Aus dem Iran war Frohlocken zu vernehmen. Israel, so hieß es, versinke im innenpolitischen Chaos. In aller Welt vermeldeten die Newsticker, in der Knesset trugen sich beispiellose Tumulte zu. Festhalten kann man: Stimmt – und stimmt doch nicht.

In der vergangenen Woche wurde Jerusalem zum Ziel einer ungewöhnlichen Protestbekundung. Hunderte Veteranen der Israelischen Verteidigungsstreitkräfte (IDF) fanden sich für einen mehrtägigen Protestmarsch Richtung Jerusalem zusammen. Nach Shabbat-Ausgang strömten dann auch in Israels anderen Städten erneut Demonstranten zu Kundgebungen gegen die juristischen Visionen der neuen Regierung. 

Diesbezügliche Zahlen sind nur noch schwer zu ermitteln. Zum einen wächst die Liste der Städte, in denen Kundgebungen stattfinden, darunter seit Kurzem auch Efrat, eine Siedlung im Westjordanland südlich von Jerusalem. Zum anderen schwellen die Menschenmassen an. Trotzdem verlief alles wohlgeordnet und friedlich. Erneut führten die Demonstranten nicht nur Plakate, sondern ausgesprochen viele Israel-Flaggen mit sich.

Auch die Kundgebungen des letzten Wochenendes mussten wieder mit Schweigeminuten für die Opfer palästinensischer Terrorakte eingeleitet werden, unter denen unter anderem zwei Brüder im Grundschulalter waren. Schon seit Jahren sind in Jerusalem nicht mehr so viele Tote durch palästinensische Terroranschläge in so kurzer Zeit zu beklagen gewesen. Im Westjordanland kommt es täglich zu Zwischenfällen, während Israels Süden wieder vermehrt mit Raketen aus dem Gazastreifen beschossen wird.

Israels Alltag im Zeichen wachsender Spannung

Die Israelis blicken keineswegs nur sorgenvoll auf die Sicherheitslage. Eine kürzlich durchgeführte Umfrage zeigt, dass der Anteil der Bürger wächst, die Bedenken wegen der Justizreform hegen. Satte 62 Prozent wünschen sich, dass die Reform entweder gestoppt oder die Pläne ausgesetzt werden; nur noch einer von vier Israelis begrüßt die Absicht der Regierung, die Reform wie geplant voranzutreiben.

Zehntausende widmen diversen individuellen Protestaktivitäten Zeit und Energie und folgen nicht nur den Aufrufen der NGOs, zu Demonstrationen zu kommen.
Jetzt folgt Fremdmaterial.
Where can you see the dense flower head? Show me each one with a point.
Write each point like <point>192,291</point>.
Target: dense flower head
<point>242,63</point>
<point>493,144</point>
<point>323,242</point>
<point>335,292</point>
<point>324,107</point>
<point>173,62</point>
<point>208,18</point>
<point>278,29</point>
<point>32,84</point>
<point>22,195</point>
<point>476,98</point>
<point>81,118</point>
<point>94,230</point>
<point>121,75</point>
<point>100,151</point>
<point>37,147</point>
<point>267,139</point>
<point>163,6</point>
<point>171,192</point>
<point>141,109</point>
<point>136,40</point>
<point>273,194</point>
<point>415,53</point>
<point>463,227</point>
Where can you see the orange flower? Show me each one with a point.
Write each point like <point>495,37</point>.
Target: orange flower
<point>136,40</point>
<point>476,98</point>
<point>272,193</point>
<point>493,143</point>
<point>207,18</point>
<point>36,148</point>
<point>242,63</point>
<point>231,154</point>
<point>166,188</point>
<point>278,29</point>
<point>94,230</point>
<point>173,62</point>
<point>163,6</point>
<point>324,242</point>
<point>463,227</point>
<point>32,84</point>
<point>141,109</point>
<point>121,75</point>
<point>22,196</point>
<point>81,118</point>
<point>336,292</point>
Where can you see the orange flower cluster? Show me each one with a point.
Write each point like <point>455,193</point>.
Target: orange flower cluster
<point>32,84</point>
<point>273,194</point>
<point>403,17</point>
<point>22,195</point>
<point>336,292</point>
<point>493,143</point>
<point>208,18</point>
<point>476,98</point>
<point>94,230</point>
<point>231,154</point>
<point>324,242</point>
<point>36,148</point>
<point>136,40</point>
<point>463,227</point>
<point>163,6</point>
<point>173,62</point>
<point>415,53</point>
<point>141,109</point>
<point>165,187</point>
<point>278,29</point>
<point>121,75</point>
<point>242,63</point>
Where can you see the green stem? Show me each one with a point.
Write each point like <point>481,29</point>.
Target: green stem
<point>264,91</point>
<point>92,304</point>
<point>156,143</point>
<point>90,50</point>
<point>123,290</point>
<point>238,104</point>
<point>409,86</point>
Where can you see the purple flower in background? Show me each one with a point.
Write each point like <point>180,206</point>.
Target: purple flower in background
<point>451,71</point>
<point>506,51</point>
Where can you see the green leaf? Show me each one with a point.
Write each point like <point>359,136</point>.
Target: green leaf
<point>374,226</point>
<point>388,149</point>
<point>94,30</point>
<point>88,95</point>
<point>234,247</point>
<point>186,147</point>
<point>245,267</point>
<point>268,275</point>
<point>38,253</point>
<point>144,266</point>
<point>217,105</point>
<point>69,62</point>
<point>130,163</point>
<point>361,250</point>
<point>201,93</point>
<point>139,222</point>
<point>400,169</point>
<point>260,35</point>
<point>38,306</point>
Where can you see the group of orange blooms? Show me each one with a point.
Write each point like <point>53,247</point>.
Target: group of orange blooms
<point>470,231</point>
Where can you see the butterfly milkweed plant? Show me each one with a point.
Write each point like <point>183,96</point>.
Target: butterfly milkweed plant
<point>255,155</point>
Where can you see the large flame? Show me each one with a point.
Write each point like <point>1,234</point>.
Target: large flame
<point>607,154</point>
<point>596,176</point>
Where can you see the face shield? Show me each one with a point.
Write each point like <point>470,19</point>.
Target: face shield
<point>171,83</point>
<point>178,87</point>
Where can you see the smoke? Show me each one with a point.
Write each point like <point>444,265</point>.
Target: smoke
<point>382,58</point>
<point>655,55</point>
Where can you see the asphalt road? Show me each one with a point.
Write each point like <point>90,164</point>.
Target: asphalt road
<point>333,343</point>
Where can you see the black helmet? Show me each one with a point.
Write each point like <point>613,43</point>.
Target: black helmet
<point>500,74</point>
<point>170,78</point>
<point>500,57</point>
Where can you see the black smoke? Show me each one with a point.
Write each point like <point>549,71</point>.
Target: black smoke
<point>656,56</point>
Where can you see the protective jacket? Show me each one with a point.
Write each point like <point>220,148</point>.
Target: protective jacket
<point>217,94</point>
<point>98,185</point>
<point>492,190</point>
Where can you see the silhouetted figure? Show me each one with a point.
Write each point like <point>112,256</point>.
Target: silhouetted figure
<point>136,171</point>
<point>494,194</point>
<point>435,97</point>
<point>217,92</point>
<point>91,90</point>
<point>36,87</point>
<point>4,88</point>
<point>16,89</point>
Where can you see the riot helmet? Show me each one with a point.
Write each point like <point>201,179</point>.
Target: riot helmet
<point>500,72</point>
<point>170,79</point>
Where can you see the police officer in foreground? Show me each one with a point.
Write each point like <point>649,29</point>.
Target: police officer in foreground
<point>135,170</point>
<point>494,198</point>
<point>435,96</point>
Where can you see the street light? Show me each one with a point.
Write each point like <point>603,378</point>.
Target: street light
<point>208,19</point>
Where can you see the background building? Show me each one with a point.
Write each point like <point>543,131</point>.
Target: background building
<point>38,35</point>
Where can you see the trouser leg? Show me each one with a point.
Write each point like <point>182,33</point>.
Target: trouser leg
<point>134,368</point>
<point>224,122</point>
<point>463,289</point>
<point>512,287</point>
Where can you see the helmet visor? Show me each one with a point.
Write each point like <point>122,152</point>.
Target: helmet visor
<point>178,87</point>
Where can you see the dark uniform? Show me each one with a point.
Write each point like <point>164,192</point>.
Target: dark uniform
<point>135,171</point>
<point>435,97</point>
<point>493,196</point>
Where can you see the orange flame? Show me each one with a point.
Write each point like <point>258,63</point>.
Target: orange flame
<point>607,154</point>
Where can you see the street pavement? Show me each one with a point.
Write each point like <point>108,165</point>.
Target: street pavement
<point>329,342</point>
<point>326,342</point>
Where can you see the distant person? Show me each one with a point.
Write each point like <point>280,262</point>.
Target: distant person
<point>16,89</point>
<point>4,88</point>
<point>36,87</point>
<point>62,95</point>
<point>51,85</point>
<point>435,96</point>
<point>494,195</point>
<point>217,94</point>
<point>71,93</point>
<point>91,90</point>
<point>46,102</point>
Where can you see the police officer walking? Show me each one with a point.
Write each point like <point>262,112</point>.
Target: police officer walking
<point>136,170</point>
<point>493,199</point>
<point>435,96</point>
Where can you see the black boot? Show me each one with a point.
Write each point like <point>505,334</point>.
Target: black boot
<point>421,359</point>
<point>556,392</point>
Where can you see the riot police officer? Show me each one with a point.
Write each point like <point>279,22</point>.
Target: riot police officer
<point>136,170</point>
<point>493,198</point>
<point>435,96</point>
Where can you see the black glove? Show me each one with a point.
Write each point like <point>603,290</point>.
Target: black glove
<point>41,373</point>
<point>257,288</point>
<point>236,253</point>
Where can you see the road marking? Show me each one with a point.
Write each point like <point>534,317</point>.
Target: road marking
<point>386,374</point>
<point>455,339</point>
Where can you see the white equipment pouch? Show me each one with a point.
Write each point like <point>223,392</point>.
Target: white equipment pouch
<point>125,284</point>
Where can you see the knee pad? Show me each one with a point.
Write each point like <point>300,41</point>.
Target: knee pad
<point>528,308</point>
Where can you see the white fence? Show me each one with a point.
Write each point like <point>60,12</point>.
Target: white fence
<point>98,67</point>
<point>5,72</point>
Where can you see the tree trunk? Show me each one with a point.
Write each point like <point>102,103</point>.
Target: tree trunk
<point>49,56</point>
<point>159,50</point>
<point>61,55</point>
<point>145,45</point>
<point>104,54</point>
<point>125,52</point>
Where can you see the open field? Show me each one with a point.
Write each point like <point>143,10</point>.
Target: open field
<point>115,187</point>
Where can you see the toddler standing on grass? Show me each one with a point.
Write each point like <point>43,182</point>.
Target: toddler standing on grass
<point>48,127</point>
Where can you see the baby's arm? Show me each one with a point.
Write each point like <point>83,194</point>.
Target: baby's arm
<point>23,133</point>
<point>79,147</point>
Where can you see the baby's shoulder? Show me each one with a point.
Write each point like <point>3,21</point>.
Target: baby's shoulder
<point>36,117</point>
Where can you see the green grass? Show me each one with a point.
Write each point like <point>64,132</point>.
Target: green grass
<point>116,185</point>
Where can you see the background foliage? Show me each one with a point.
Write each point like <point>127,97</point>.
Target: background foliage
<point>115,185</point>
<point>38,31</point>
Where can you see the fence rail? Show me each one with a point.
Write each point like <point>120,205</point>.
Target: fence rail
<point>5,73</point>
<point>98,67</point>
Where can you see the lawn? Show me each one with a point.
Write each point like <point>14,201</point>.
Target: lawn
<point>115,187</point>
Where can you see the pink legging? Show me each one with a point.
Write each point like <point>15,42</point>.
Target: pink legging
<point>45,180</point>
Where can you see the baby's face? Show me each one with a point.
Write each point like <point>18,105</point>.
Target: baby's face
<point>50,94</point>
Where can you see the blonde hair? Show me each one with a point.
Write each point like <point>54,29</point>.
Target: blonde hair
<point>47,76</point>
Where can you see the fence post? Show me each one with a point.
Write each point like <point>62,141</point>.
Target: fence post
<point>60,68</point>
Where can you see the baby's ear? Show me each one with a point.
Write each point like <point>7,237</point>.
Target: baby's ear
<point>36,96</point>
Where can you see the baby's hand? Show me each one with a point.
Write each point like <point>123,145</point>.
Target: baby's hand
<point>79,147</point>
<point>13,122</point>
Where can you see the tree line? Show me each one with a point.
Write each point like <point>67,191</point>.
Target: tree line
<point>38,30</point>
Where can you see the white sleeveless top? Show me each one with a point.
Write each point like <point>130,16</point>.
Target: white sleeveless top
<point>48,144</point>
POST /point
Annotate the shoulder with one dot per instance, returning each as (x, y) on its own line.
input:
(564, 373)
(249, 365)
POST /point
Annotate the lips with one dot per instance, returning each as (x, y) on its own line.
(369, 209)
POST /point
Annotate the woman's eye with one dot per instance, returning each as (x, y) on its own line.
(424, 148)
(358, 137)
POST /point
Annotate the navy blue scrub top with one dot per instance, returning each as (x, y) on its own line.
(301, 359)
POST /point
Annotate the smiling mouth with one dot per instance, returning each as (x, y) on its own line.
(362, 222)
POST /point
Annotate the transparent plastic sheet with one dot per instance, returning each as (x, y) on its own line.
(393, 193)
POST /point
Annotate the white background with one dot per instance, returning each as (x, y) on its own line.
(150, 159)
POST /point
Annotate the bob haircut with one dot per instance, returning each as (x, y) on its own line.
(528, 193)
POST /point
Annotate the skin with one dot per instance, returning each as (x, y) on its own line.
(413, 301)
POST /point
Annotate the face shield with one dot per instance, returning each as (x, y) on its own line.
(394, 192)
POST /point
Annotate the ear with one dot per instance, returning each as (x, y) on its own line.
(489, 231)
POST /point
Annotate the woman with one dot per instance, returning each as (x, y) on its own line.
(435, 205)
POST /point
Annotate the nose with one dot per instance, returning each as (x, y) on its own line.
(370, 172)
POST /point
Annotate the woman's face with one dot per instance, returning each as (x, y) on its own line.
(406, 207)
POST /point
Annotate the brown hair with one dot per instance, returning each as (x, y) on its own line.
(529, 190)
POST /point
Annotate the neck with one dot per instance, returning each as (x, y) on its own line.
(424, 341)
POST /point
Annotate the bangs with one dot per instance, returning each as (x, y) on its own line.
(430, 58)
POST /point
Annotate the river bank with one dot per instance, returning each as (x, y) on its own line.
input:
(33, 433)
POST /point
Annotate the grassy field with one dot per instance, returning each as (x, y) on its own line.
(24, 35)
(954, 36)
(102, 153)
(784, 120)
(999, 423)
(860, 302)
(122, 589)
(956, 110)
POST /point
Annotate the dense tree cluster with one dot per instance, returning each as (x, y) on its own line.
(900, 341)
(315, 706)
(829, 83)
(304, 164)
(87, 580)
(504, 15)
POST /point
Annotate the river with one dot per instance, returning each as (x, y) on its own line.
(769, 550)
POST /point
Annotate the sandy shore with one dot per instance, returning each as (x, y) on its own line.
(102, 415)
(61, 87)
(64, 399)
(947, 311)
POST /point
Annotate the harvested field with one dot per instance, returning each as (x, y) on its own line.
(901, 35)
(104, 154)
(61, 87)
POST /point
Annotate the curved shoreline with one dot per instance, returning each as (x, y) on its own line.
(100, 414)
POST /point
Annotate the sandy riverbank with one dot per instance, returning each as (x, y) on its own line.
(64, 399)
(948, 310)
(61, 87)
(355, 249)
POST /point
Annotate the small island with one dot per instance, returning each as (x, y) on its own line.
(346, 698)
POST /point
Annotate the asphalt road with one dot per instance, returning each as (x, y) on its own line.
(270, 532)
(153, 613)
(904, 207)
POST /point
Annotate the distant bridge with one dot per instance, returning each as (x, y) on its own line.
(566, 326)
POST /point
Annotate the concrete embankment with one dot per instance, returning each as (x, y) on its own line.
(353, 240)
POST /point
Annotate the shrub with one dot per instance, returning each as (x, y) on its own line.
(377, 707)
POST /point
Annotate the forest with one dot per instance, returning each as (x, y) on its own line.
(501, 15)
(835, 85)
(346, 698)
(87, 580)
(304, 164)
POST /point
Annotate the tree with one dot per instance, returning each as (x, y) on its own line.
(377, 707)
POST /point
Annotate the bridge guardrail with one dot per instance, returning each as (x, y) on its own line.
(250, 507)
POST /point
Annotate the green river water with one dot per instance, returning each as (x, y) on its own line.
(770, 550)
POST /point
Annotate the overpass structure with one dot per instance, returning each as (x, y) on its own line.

Von einem Land im Chaos ist dennoch keine Spur, sogar protestbedingte Störungen, zum Beispiel im öffentlichen Verkehr, sind lediglich punktuell zu spüren. Zu Zwischenfällen kam es bislang eher auf den Campusgeländen akademischer Einrichtungen, weil gegnerische Studentengruppen aneinandergerieten. Dennoch war spätestens im Verlauf der letzten Woche nicht mehr von der Hand zu weisen, dass sich etwas zusammenbraut – wozu nicht zuletzt ein TV-Interview mit Ex-Generalstaatsanwalt Avichai Mandelblit beitrug.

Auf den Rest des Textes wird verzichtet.